イム・ヒョンシク、妻を思い出し「子供
たちの母は私を温かくしてくれた」
MBN密着ドキュメンタリー番組『特種世界』

俳優イム・ヒョンシクが妻を亡くした後も舞台やカメラの前で笑わなければならなかった時間を明かした。先月19日に放送されたMBN密着ドキュメンタリー番組『特種世界』727回では、デビュー57年目の俳優イム・ヒョンシクが出演し、率直な話をした。この日の放送で彼は、一時的に家を訪れた娘が用意した食事を食べながら妻を回想した。 イム・ヒョンシクは「全てのおかずが冷蔵庫に戻され、誰もいない時に私が再び取り出して食べる時、子供たちの母親を思い出す」と振り返った。

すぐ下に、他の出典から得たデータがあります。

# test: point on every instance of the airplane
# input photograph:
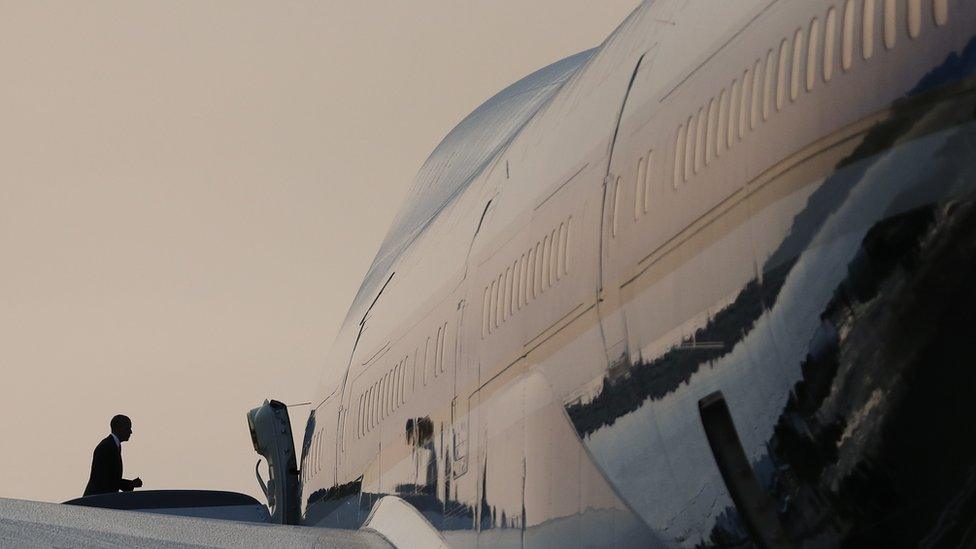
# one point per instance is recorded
(708, 284)
(705, 285)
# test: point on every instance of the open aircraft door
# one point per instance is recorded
(270, 429)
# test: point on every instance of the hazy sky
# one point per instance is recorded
(190, 194)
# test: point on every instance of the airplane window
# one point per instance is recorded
(756, 94)
(784, 59)
(362, 415)
(366, 412)
(733, 114)
(768, 73)
(847, 40)
(813, 47)
(830, 37)
(544, 263)
(517, 276)
(499, 299)
(891, 23)
(441, 352)
(797, 57)
(867, 31)
(647, 196)
(617, 191)
(427, 350)
(700, 140)
(563, 236)
(484, 313)
(554, 254)
(507, 293)
(537, 271)
(746, 100)
(723, 121)
(514, 289)
(395, 397)
(521, 281)
(639, 187)
(914, 18)
(709, 136)
(438, 354)
(690, 149)
(679, 155)
(530, 275)
(569, 243)
(369, 410)
(373, 405)
(940, 12)
(390, 391)
(384, 395)
(397, 379)
(491, 311)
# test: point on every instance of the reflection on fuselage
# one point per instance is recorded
(769, 199)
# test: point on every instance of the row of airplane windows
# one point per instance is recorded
(531, 274)
(751, 99)
(387, 394)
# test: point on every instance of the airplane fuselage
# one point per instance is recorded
(753, 215)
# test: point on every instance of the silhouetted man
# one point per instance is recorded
(106, 475)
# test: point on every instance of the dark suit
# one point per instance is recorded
(106, 475)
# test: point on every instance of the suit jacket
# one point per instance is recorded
(106, 474)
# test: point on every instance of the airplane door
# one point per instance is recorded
(464, 381)
(612, 320)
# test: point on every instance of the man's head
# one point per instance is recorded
(121, 427)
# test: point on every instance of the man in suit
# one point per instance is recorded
(106, 475)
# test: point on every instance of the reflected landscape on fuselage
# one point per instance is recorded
(801, 245)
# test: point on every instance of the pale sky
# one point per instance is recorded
(190, 194)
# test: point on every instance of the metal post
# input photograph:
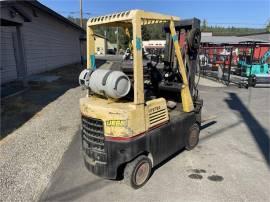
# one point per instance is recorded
(81, 14)
(117, 39)
(106, 44)
(230, 65)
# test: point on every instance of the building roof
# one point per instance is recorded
(265, 36)
(44, 8)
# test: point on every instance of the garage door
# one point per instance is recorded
(7, 55)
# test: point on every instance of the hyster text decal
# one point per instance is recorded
(116, 123)
(154, 109)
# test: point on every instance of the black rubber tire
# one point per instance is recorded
(194, 39)
(192, 138)
(131, 171)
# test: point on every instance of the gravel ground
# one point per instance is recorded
(30, 154)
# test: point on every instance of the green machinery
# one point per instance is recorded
(256, 72)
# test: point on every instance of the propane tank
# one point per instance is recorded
(113, 84)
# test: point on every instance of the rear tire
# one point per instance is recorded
(137, 172)
(192, 138)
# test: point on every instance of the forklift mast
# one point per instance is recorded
(185, 29)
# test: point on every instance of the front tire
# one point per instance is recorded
(137, 172)
(192, 138)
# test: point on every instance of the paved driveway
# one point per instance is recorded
(231, 162)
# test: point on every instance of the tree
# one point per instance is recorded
(268, 26)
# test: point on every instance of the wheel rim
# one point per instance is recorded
(142, 173)
(193, 138)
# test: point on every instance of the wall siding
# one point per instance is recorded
(49, 43)
(7, 56)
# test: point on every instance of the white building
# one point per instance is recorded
(35, 39)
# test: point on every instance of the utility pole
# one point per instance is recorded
(81, 14)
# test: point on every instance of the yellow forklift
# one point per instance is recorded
(126, 131)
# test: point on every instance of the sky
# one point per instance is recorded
(237, 13)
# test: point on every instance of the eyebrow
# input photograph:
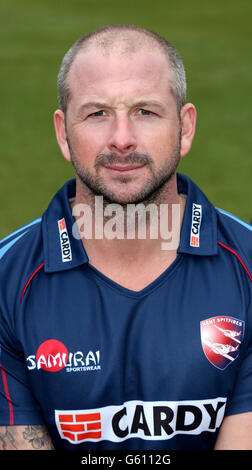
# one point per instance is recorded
(138, 104)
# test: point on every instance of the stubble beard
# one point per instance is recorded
(154, 190)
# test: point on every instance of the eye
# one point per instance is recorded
(99, 113)
(145, 112)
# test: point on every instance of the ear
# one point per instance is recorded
(188, 125)
(60, 130)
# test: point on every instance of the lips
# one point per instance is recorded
(123, 168)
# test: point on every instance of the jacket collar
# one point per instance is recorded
(63, 251)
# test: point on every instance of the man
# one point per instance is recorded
(113, 342)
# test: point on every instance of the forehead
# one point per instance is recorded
(97, 73)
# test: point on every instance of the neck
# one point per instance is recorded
(130, 231)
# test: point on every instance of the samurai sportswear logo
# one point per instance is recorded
(221, 338)
(158, 420)
(53, 356)
(66, 253)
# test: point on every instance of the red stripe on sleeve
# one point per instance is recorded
(7, 394)
(238, 257)
(29, 280)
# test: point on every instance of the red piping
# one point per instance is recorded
(238, 257)
(29, 280)
(7, 394)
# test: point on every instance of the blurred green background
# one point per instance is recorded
(214, 39)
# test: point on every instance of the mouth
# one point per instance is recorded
(123, 169)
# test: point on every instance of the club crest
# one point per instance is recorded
(221, 338)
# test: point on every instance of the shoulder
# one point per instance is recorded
(20, 254)
(235, 235)
(20, 239)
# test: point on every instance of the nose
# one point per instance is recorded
(122, 138)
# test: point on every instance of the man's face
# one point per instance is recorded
(122, 125)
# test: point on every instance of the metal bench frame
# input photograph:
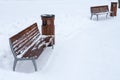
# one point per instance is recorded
(29, 58)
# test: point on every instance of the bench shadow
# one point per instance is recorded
(101, 18)
(26, 66)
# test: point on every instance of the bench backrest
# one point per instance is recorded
(24, 39)
(98, 9)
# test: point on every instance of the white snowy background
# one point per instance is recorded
(85, 49)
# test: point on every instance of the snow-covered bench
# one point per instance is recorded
(29, 44)
(99, 10)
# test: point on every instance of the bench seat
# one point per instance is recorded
(29, 44)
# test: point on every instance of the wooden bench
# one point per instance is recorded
(29, 44)
(99, 10)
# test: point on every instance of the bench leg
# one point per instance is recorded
(14, 65)
(97, 17)
(52, 44)
(106, 15)
(35, 65)
(91, 16)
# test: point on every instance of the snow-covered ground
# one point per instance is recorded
(85, 49)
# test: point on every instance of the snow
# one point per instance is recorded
(84, 49)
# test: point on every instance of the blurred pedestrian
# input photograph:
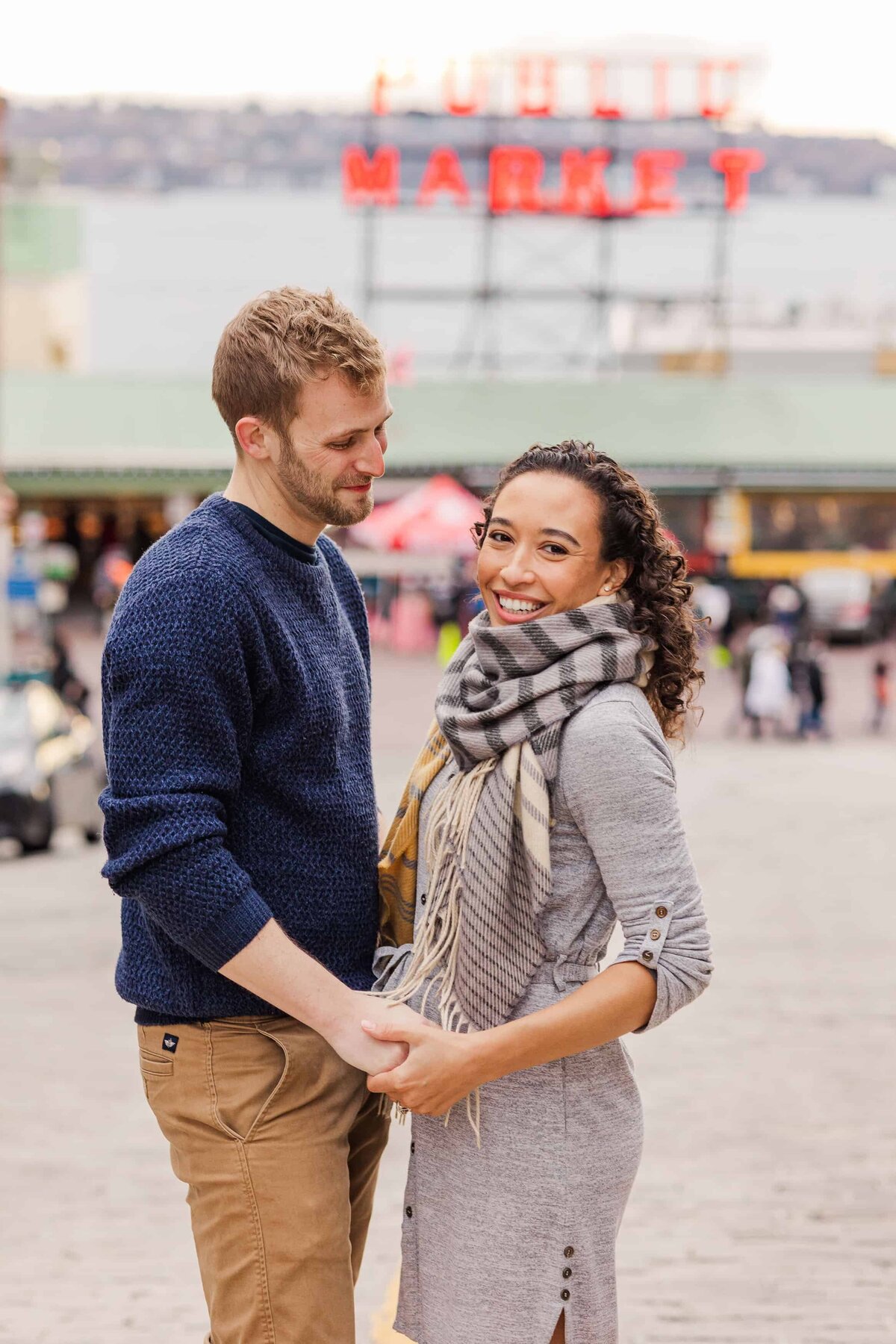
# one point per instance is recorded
(63, 678)
(808, 680)
(880, 697)
(768, 690)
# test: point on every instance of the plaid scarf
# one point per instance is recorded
(500, 712)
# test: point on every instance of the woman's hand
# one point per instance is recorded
(441, 1068)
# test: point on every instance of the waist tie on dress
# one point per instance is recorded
(564, 972)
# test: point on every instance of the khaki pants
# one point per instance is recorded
(279, 1142)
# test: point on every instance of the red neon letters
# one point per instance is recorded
(371, 181)
(736, 166)
(444, 174)
(541, 85)
(655, 181)
(582, 187)
(516, 181)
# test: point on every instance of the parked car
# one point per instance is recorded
(841, 604)
(49, 774)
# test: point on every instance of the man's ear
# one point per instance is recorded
(252, 436)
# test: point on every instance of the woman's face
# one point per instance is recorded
(541, 553)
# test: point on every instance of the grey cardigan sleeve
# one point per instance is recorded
(618, 781)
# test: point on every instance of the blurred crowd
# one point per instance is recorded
(778, 656)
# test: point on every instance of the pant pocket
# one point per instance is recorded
(246, 1070)
(152, 1065)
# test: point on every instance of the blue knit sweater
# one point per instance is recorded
(235, 692)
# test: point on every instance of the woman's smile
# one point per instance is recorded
(514, 608)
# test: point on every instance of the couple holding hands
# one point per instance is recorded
(290, 988)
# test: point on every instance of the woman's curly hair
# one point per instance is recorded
(657, 585)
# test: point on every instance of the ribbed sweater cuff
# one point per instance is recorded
(220, 941)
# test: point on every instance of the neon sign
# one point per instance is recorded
(544, 87)
(516, 172)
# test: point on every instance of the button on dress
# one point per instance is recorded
(499, 1241)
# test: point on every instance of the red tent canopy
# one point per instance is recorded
(435, 517)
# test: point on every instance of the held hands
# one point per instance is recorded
(440, 1068)
(359, 1048)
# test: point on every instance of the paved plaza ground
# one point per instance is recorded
(763, 1213)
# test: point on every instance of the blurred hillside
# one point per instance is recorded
(161, 148)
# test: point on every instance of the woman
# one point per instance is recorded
(541, 811)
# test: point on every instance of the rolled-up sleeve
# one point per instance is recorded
(618, 781)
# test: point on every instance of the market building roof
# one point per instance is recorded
(104, 435)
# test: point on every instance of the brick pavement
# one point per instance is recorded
(763, 1209)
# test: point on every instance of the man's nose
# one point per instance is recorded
(371, 461)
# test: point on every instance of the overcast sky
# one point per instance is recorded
(820, 73)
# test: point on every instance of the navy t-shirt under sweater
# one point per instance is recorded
(235, 695)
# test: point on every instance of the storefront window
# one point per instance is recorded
(685, 517)
(822, 522)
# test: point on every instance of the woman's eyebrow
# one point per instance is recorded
(555, 531)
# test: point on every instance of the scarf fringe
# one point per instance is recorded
(437, 945)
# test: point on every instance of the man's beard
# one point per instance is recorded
(319, 497)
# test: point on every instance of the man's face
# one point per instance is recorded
(334, 452)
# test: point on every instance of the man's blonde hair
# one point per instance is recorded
(280, 343)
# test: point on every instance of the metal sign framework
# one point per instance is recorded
(591, 287)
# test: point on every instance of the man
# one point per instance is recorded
(240, 828)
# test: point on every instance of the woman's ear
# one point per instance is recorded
(617, 577)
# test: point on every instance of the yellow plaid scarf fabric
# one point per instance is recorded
(398, 860)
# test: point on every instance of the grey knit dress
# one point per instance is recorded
(499, 1241)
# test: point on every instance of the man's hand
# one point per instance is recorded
(358, 1048)
(440, 1070)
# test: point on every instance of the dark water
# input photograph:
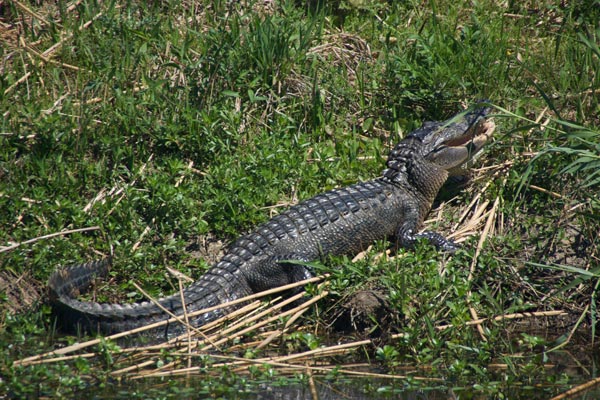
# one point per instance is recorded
(567, 370)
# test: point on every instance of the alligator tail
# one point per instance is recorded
(217, 286)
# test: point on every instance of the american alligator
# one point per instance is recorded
(337, 222)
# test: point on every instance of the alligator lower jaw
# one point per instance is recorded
(484, 133)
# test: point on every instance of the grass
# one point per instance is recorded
(168, 124)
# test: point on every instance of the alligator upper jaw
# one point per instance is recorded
(457, 151)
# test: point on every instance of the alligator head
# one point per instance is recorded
(452, 143)
(428, 155)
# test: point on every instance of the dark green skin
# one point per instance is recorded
(341, 221)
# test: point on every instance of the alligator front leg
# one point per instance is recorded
(279, 270)
(406, 236)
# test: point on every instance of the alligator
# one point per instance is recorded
(342, 221)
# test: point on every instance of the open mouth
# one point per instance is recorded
(478, 135)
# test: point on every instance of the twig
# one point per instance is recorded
(577, 389)
(51, 235)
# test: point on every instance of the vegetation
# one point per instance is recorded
(161, 126)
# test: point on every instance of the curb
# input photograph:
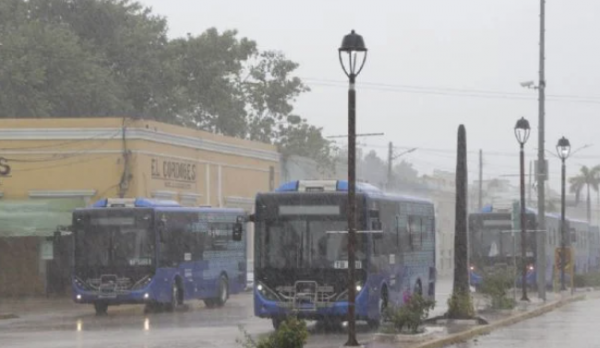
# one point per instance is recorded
(4, 316)
(482, 330)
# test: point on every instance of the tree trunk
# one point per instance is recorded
(461, 251)
(460, 305)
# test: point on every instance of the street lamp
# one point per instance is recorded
(522, 132)
(563, 148)
(352, 52)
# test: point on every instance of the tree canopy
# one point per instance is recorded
(96, 58)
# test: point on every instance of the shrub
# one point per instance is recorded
(460, 306)
(292, 333)
(411, 315)
(496, 286)
(588, 279)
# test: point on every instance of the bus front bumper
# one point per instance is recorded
(264, 308)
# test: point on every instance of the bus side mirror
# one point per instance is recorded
(237, 231)
(161, 226)
(377, 226)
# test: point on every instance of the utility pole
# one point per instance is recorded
(126, 175)
(390, 158)
(530, 183)
(480, 206)
(542, 170)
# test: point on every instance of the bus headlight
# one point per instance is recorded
(266, 292)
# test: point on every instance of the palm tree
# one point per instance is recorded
(590, 179)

続けて「子供たちの母は私を温かくしてくれた」と懐かしむ様子を見せた。イム・ヒョンシクは娘に「私たちがこれから会う日があと15年くらい?お母さんに会いに行くならあと15年くらいだけ。(20年は)長すぎる」と伝え、胸が詰まる思いを抱かせた。彼は1978年に結婚した妻を2004年に肺がんで亡くしている。 これについてイム・ヒョンシクは「母が亡くなり、さらに2年後に子供たちの母が亡くなった」と説明した。彼は「亡くなった原因は死亡原因第1位のがんだった。がん治療を受けなければならなかったが、心は本当に混乱していた。柱が二つあるなら、その一つが抜けたような感覚だった」と当時感じた極度の精神的苦痛を訴えた。

残念ながら妻の空白は簡単には埋められなかった。 イム・ヒョンシクは「亡くなる前にそういう考えはしたが、実際に経験してみると普通のことではなかった」とし、「演技が職業である私のような人間は、その沼から抜け出せず、悲しむこともできず、ふざけなければならず、笑う時は笑わなければならず、『俳優の人生はこういう時に何かを決断しなければならないんだな』と思った」と伝えた。 またこの日の放送でイム・ヒョンシクは「私もシン・ソンイル氏のように立派な俳優になりたかったが、そこまで立派にはなれず、食卓で例えるなら煮干し炒め程度の役柄だ」と打ち明けた。これは華やかな主演ではなく、常に傍らで作品を支えてきた自身の俳優人生を比喩的に表現した部分だった。また彼は「生者は必ず死ぬ。 私自身もいつこの世を去るか分からない」と人生の有限性に言及した。
これと共に放送では、イム・ヒョンシクが自ら書き綴ってきた記録が詰まったノートを直接燃やす姿も映し出された。彼は「私がいなくなったら、娘たちがどんな気持ちでこれを燃やすのだろうと思う」と語り、切なさを吐露した。そうしながら「そういうことを考えると『残念だ』という思いよりも、少し怖い気持ちになる。 まるで罪を犯しているような気がする」と率直な心情を明かした。さらにイム・ヒョンシクは最近浮上した健康異常説について「年を取ってそういうものなのか、昨年秋から妙に食欲がなかった。めまいもしたので、このままではいけないと思った」と告白した。